Mittlerweile sind 11 Jahre vergangen. Shay Bourne sitzt nach wie vor in der Todeszelle. Und er hat einen letzten Wunsch. Er möchte sein Herz Claire spenden. Claire ist die Tochter von June und Kurt Nealon. Sie hat einen Herzfehler und nur noch kurze Zeit zu leben, wenn sich kein Spenderherz findet.
Was nun passiert, wird aus der Sicht von vier Personen erzählt.

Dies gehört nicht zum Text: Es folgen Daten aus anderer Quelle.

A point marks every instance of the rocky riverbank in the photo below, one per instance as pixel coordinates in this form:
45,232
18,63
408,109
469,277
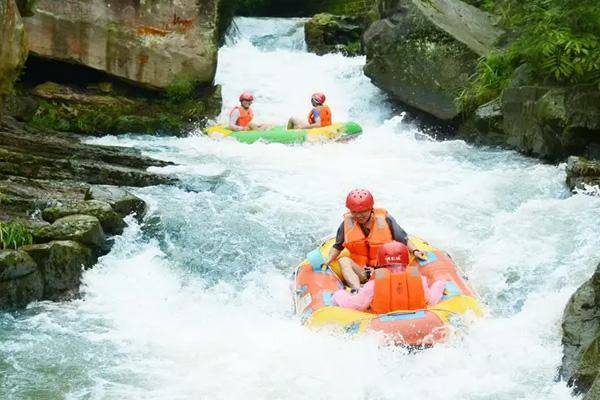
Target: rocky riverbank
61,200
426,54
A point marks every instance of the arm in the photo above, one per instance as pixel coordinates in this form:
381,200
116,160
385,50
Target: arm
317,118
233,118
401,236
338,246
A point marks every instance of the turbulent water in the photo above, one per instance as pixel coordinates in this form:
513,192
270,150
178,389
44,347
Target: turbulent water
195,303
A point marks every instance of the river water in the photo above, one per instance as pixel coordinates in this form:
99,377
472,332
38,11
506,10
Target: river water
195,303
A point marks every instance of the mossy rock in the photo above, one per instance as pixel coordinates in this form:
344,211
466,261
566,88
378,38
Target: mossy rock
111,221
61,264
80,228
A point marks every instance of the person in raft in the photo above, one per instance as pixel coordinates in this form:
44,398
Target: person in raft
393,285
363,230
320,114
240,118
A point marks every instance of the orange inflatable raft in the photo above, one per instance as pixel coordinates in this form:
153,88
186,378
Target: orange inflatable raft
315,285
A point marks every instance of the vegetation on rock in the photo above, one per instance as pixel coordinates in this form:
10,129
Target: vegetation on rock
558,41
13,235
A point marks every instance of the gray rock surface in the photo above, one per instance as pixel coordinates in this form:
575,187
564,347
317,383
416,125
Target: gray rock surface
81,228
150,43
60,264
423,52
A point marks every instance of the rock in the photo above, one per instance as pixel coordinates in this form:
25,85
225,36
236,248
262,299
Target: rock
552,123
594,392
22,196
485,125
27,152
149,43
469,25
581,329
327,33
111,221
54,91
341,7
588,367
81,228
423,52
15,264
21,288
60,264
22,108
13,47
489,117
581,172
121,200
97,109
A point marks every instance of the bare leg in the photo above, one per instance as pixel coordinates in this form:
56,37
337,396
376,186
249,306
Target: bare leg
353,273
291,122
295,123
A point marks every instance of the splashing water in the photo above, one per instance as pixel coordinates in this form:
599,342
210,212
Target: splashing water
196,304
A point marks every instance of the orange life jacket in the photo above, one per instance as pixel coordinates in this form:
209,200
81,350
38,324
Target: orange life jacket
398,290
363,250
324,113
245,116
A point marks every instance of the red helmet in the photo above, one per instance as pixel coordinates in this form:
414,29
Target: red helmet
392,254
359,200
318,98
246,96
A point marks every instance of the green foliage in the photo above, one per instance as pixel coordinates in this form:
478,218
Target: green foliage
491,78
252,7
559,41
13,235
180,90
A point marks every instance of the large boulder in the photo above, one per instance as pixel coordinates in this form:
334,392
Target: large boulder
149,43
327,33
121,200
423,52
20,280
341,7
60,264
581,335
552,123
112,107
111,221
582,172
13,47
81,228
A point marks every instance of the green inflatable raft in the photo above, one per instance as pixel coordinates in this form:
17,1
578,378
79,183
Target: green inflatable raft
280,134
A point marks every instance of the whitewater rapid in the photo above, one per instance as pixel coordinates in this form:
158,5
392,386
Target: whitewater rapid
195,303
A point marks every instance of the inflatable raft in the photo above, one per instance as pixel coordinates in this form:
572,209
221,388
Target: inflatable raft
280,134
315,285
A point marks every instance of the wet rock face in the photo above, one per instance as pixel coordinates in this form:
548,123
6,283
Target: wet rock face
326,33
111,221
13,46
582,173
150,43
60,264
20,280
85,229
423,52
581,337
552,123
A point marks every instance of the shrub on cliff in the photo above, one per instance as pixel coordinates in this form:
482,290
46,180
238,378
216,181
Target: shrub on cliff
559,40
13,235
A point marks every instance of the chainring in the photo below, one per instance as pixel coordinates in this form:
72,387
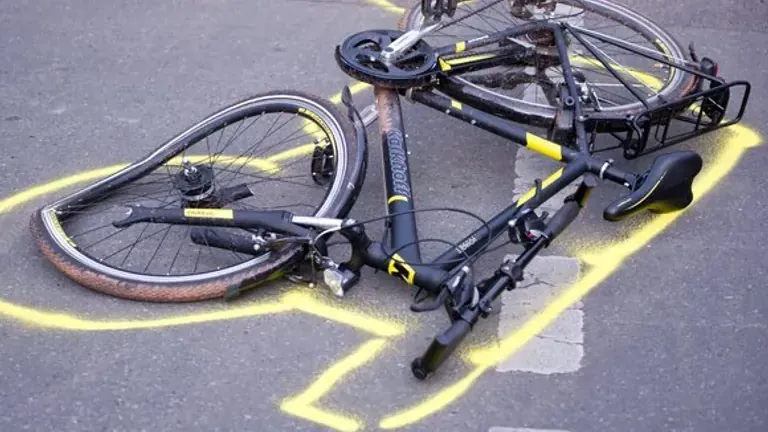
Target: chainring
359,56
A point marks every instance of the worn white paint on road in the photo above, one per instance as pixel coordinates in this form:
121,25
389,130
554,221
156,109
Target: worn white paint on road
503,429
559,348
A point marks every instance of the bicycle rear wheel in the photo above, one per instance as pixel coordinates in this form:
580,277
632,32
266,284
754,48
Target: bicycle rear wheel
531,91
279,150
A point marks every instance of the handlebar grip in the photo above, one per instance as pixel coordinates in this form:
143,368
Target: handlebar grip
440,349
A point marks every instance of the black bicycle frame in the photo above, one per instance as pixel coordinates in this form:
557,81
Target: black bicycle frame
402,257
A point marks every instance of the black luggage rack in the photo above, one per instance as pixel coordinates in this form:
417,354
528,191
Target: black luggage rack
671,123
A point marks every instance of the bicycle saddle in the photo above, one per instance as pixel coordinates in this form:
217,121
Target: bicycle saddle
665,188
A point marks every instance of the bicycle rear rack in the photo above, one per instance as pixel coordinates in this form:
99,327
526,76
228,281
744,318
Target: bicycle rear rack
695,115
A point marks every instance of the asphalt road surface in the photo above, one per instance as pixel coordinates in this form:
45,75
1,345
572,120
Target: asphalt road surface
673,339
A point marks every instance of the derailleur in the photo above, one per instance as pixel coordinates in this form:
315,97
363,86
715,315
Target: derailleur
527,228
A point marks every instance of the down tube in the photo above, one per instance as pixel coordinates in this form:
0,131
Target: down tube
397,176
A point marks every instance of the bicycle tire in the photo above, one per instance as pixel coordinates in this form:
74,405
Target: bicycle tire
683,85
56,248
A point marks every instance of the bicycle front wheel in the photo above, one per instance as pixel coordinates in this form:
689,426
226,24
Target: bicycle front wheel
280,150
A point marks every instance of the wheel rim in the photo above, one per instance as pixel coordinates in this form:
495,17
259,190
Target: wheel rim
258,144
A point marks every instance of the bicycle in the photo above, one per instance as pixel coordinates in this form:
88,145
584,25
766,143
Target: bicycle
174,187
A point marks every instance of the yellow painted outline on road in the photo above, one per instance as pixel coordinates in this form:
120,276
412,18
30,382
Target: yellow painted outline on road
387,6
603,263
301,405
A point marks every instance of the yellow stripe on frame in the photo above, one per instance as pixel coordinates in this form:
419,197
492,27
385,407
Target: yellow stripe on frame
544,147
394,198
548,181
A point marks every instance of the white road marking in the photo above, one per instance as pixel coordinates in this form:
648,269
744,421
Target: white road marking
559,348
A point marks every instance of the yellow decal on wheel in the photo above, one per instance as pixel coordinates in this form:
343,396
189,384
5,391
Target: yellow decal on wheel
57,226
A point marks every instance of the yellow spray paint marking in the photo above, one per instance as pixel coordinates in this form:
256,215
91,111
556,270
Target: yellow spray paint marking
303,404
296,301
603,264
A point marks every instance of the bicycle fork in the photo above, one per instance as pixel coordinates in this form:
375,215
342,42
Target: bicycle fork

Lucius ist Gefängnisinsasse und an Aids im Endstadium erkrankt.  Er wurde verurteilt, weil er seinen Lebensgefährten tötete. Lucius beschreibt die Vorgänge im Gefängnis. Als Leser erlebt man erschütternde Szenen von Gewalt und Hass. Die Beschreibung der Zustände im Gefängnis lassen einen nicht kalt. Von Menschenwürde kann da keine Rede mehr sein.
Michael ist kein Mathematiker geworden, sondern Priester. Seine Entscheidung für die Todesstrafe hat seinen Lebensweg stark beeinflusst.  Er  wird jetzt der Seelsorger von Shay und plötzlich mit gnostischen Evangelien konfrontiert. Das sind Evangelien, die nie Eingang in die Kirche gefunden haben. Diesen Teil des Buches fand ich etwas langatmig und zu theorielastig. Hier wäre weniger mehr gewesen. Allerdings hat die Autorin gut herausgearbeitet, wie leicht Menschen zu manipulieren sind. Wer heute noch gelobt und bewundert wird, wird morgen verteufelt.
Maggie ist Jüdin und Anwältin. Sie arbeitet bei einer Vereinigung, die die Todesstrafe ablehnt. Sie bietet sich Shay als Anwältin an und erzählt den juristischen Teil der Geschichte. Gleichzeitig erfährt der Leser ihre Lebensgeschichte.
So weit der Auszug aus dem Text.